Inflation expectations appear stable but warrant careful monitoring as lingering supply constraints worsen price increases associated with the reopening of economies, the heads of the Federal Reserve, ECB and BOJ said Wednesday.

"The current inflation spike is really a consequence of supply constraints meeting very strong demand and that's all associated with the reopening of the economy, which is a process that has a beginning, middle and end," Fed Chair Jay Powell told the ECB's Sintra conference.

"If it lasts long enough, will it start changing the way people think about inflation? We do not see evidence of that now. If we were to see sustained higher inflation and that becomes a concern we will certainly use our tools to make sure inflation is consistent with our goal."

Powell and his counterparts at the ECB, BOE and Bank of Japan agreed supply bottlenecks were dragging on for longer than expected with little certainty as to when they might abate.

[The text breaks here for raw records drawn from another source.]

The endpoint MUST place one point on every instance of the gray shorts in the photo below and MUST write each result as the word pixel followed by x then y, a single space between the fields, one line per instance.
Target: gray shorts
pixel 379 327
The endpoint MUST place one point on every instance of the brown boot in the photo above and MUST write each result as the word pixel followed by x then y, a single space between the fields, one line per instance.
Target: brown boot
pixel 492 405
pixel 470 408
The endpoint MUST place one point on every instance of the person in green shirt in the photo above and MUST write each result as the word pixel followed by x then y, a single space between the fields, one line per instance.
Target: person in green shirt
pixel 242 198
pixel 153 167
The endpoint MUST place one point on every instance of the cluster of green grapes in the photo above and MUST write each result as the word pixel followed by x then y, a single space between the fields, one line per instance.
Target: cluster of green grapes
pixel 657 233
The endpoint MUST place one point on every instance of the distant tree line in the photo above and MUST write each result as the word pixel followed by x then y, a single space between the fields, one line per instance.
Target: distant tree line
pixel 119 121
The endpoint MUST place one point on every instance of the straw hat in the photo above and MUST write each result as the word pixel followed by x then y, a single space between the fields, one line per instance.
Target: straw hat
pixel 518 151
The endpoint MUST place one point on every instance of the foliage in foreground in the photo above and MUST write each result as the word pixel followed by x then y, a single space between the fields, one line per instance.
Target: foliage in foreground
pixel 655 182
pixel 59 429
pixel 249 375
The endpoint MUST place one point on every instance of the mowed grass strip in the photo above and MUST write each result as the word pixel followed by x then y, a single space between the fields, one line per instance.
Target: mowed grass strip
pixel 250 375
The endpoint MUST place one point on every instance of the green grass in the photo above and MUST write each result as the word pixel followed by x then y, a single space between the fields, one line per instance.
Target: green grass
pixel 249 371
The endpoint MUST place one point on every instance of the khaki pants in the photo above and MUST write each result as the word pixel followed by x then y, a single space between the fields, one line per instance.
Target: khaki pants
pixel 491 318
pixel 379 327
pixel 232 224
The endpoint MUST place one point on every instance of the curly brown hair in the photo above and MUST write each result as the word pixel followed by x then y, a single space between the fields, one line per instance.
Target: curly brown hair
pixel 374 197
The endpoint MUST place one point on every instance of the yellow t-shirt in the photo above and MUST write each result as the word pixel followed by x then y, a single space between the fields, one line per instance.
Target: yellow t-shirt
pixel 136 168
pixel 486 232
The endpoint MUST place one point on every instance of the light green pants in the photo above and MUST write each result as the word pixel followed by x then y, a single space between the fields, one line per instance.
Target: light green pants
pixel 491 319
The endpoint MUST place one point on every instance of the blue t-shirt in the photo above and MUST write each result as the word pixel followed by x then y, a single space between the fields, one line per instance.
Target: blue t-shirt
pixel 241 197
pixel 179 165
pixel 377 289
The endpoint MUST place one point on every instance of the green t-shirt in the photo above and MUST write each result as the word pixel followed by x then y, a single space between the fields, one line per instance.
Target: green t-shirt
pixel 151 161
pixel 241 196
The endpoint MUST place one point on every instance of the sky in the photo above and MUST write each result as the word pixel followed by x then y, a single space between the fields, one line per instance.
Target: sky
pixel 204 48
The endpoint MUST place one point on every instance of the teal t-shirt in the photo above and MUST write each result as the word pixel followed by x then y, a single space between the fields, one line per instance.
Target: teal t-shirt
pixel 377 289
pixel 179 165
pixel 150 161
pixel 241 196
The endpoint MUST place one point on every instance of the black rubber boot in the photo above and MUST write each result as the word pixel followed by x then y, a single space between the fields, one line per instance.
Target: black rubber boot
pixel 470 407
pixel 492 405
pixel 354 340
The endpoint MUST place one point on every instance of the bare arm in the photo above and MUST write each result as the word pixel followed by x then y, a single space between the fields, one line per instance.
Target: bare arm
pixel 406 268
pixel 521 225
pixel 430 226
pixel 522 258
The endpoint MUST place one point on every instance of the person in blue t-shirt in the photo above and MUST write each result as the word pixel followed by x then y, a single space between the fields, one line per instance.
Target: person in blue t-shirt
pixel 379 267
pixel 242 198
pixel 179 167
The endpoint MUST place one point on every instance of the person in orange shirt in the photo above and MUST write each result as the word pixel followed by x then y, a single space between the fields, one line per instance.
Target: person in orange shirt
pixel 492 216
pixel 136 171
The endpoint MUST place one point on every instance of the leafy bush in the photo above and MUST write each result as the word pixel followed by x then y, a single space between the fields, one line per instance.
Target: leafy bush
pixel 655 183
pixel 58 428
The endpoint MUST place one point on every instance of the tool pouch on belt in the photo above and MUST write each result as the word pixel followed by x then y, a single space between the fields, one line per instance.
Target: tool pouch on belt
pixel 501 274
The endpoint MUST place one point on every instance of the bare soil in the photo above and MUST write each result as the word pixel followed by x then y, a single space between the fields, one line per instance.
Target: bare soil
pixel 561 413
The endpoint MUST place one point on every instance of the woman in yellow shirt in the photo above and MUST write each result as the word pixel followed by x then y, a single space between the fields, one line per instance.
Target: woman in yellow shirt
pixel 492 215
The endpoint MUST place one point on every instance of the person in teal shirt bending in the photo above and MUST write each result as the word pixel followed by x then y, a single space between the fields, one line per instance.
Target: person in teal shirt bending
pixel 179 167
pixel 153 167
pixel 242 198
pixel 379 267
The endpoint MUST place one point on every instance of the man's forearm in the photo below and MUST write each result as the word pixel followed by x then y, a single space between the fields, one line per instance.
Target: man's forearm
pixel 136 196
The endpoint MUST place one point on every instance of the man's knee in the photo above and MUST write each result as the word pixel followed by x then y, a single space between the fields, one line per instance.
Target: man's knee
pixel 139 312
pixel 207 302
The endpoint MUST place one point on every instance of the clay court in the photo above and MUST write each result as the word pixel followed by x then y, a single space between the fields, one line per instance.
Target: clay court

That might cause "transitory" inflation to persist.

AVOIDING SECOND ROUND EFFECTS

"We monitor very carefully how lasting transitory price increases could eventually have, and in particular we're very attentive to inflation expectations and making sure they're well anchored," ECB president Christine Lagarde said.

So far, they've risen about 50 bps, "still at a distance to our 2% target." Further, the ECB is "not seeing widespread contamination of those price increases into wages that would produce a second-round effect that we would be very attentive to."

"The evolution of expectations, that is where we have to be very focused in terms of policy," BOE Governor Andrew Bailey said. "Monetary policy can't solve supply-side shocks," he said. "What we have to do is focus on the potential second-round effects from those shortages."